У Андрея все внутри дрожало, но он говорил внешне спокойно и даже насмешливо — может быть, Серегин просто хотел оттянуть момент, когда ему придется услышать то, чего слышать совсем не хотелось…
— Над «е»? — недоуменно переспросила Катерина и тут же кивнула. — Пусть над «е», не в этом дело… Андрей… Я… Я все помню, что между нами случилось в Петербурге… Я… очень благодарна тебе за все… Но… Я хочу тебе объяснить… Тогда, в доме на Московском проспекте — у меня был просто нервный срыв, и я… У меня нет привычки ложиться в постель с мужчинами, которых я почти не знаю… Я прошу тебя — давай забудем, что тогда произошло, и останемся просто друзьями…
— Друзьями? — насмешливо переспросил Серегин. — После того, как забудем все, что было в доме на Московском? Это тонко, Екатерина Дмитриевна, это — высокая драма…
— Андрей! — голос Катерины подозрительно зазвенел, так что даже итальянец-официант встревожено обернулся. — Не надо ерничать, прошу тебя… Если тебя не устраивает слово «друзья», давай будем просто — ну, я не знаю — партнерами…
— Так партнеры — это как раз, когда в койке, — не унимался Обнорский, — «Голубые» еще друг друга партнерами называют…
На самом деле Андрею было совсем не смешно, но была у него такая дурацкая черта — когда он нервничал, то становился настоящей «язвой».
Катя вздохнула и опустила глаза в чашку. Обнорский понял, что немного «перебрал», и сказал уже нормальным тоном, безо всякой насмешки:
— Я, Катя, может быть, только внешне на идиота похож, а на самом-то деле все понимаю… Скажи прямо — просто я не понравился тебе, как мужик, ну, я не знаю — рылом не вышел, или в койке тебе со мной плохо было…
— Нет! — может быть, чуть более горячо, чем следовало, ответила Катя, залилась легким румянцем и тут же поправилась: — Не в этом дело… Я… Я попробую тебе объяснить… Пойми, пять месяцев всего прошло, как я… Как я потеряла очень… близких мне людей… И они… погибли, защищая меня, и… Я вообще потом не хотела жить… Мне казалось, что все уже кончилось, что больше никогда ничего не будет… Я хотела только одного — стереть с лица земли Палыча, эту гадину, этого паука ядовитого… Это было моей единственной целью, она давала мне силы… А потом вдруг появился ты, словно с неба свалился… Я растерялась… Пойми — погибло столько людей… Сережа погиб… Олег… Кораблева убили тоже из-за меня… И я не могу, слышишь, не могу просто взять и плюнуть на их память… Это было бы просто подло… Поэтому — давай не будем возвращаться к тому, что было на Московском… Я… Андрей… Ты говорил, что у тебя есть какие-то мысли по Виктору Палычу, по тому, как разобраться с ним… Тем более, что у тебя и самого есть к нему личные счеты… Давай займемся этой проблемой… Я прошу тебя… Катерина окончательно смешалась и закрыла глаза рукой. Казалось, она с трудом сдерживает слезы.
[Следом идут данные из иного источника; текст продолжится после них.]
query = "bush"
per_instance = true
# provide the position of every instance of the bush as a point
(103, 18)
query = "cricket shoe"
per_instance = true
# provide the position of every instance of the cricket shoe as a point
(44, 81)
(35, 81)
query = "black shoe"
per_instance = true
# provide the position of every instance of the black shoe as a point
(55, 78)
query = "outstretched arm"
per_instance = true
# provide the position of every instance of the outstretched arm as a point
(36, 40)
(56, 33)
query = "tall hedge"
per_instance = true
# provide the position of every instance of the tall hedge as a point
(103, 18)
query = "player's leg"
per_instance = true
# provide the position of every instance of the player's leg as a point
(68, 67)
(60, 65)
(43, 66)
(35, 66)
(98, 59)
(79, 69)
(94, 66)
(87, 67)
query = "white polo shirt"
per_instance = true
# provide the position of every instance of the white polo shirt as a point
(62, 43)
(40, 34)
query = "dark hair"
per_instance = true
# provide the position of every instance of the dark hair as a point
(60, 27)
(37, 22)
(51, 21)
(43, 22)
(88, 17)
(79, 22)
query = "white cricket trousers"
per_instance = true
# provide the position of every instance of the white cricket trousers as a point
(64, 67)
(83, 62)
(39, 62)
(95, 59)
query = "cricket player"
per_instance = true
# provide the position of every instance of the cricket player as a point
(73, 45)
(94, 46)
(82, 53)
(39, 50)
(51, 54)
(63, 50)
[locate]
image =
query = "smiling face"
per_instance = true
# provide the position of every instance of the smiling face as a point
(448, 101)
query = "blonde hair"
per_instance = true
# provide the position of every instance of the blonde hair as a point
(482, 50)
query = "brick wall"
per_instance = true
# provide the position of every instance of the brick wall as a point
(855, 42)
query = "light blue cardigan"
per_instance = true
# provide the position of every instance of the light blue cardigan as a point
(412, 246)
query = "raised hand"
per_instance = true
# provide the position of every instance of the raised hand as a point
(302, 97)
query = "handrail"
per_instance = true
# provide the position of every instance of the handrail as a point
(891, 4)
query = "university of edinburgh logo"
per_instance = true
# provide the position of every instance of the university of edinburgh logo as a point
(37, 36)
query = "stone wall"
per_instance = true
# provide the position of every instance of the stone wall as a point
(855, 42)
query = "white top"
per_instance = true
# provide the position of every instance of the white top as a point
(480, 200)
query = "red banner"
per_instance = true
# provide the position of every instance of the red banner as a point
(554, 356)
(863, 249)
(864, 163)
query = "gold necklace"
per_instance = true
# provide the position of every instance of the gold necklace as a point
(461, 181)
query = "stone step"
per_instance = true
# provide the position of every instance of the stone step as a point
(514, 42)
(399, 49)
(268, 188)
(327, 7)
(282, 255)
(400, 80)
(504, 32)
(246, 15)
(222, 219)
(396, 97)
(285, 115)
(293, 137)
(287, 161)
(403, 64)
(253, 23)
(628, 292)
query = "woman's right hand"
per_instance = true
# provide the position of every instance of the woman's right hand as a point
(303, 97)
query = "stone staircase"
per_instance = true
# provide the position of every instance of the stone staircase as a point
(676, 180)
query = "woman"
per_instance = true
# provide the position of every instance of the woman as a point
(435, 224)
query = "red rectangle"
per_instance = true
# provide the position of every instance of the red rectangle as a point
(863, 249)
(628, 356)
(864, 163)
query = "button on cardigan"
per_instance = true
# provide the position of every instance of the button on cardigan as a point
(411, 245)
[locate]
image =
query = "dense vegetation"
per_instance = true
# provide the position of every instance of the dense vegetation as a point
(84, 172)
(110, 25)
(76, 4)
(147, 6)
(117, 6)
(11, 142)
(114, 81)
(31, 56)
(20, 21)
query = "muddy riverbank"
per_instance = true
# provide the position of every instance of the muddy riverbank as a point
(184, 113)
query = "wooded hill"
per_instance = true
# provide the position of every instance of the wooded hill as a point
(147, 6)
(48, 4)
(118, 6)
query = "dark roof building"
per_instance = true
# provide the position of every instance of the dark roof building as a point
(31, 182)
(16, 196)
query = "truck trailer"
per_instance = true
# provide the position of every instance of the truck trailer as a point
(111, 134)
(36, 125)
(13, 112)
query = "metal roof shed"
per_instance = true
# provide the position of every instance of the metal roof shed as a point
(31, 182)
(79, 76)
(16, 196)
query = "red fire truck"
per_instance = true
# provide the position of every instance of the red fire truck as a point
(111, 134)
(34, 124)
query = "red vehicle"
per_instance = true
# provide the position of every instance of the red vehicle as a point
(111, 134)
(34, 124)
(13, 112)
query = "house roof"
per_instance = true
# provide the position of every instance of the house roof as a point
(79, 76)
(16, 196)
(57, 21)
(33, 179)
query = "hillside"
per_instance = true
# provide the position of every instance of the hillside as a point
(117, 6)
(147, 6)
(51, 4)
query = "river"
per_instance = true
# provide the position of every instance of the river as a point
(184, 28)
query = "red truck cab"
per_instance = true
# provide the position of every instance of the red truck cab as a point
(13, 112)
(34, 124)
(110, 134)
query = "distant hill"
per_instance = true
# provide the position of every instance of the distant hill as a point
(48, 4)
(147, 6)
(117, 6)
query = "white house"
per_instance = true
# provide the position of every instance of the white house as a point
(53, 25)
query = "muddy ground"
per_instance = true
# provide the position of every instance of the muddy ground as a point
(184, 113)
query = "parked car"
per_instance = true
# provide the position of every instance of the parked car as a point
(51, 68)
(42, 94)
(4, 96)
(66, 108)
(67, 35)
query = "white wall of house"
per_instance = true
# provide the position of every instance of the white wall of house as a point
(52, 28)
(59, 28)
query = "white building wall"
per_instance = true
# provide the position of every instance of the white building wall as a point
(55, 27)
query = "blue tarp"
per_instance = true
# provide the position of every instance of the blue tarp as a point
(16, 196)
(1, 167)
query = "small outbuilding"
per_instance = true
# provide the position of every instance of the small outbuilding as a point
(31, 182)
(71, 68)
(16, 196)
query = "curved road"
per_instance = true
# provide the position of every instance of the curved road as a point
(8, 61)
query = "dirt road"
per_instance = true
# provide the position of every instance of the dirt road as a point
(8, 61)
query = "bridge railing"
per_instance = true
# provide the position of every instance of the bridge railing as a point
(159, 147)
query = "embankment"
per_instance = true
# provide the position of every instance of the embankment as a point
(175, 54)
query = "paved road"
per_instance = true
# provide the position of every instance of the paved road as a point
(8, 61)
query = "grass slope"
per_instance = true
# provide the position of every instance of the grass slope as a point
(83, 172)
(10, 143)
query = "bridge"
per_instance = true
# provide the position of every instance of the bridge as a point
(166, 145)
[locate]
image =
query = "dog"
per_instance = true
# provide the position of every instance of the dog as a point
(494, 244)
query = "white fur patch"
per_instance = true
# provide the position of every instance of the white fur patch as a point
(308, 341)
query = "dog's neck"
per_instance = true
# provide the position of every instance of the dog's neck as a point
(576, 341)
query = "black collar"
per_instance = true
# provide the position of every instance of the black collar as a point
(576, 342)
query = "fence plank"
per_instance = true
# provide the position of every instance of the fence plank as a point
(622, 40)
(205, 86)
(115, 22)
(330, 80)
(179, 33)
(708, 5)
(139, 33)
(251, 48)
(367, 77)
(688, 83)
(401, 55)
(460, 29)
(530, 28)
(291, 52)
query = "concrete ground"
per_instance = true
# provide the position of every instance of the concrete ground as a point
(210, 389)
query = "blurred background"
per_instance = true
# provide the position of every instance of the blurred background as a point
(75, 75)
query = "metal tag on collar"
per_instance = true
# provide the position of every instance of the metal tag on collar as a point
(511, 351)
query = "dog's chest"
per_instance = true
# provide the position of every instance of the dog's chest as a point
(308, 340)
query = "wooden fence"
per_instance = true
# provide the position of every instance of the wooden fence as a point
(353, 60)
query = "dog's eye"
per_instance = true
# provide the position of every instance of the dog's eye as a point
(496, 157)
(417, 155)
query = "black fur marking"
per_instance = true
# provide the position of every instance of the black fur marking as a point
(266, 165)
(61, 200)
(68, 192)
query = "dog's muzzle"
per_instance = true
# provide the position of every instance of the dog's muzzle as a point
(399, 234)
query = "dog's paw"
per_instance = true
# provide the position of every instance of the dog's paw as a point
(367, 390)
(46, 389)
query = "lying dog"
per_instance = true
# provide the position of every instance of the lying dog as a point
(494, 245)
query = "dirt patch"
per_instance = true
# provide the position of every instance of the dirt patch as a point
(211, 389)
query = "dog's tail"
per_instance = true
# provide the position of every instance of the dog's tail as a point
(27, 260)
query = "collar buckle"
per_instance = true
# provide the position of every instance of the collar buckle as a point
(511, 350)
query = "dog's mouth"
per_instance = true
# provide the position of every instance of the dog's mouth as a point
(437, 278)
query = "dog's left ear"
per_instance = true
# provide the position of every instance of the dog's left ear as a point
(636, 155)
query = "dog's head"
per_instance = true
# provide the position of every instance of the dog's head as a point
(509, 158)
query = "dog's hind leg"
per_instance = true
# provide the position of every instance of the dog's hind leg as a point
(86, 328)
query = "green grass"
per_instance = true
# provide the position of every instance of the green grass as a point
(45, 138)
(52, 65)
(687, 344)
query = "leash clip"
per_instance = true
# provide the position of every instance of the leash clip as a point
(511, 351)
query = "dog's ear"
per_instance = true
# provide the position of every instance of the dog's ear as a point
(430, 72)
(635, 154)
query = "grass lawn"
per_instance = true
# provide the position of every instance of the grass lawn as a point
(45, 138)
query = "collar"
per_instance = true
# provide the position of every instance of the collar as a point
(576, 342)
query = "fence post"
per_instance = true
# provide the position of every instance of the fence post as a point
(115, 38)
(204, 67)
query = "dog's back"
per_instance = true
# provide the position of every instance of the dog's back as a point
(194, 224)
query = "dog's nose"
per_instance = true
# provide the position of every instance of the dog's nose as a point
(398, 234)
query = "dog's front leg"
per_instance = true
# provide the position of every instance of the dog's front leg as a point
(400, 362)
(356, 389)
Обнорский молча смотрел на Званцеву. Когда она только начала свой монолог, Андрея словно ледяным потоком окатило, но потом… Была в характере Серегина одна особенность — в критические минуты он умел концентрироваться, у него включалось «шестое чувство», он начинал воспринимать все быстрее и глубже, чем обычно… Вот и сейчас — Обнорский понял, точнее не понял, а ощутил, что вовсе не безразличен и не неприятен Катерине… Просто ее мучила совесть, комплекс вины перед теми, кого она любила когда-то и кто ушел навсегда. Андрей не был законченным циником и жлобом, он понимал, почему Катя отталкивает его — но «понять», это далеко не всегда означает «принять». Обнорский не собирался сдаваться и терять серьезно задевшую его по сердцу женщину из-за одного только уважения перед памятью погибших.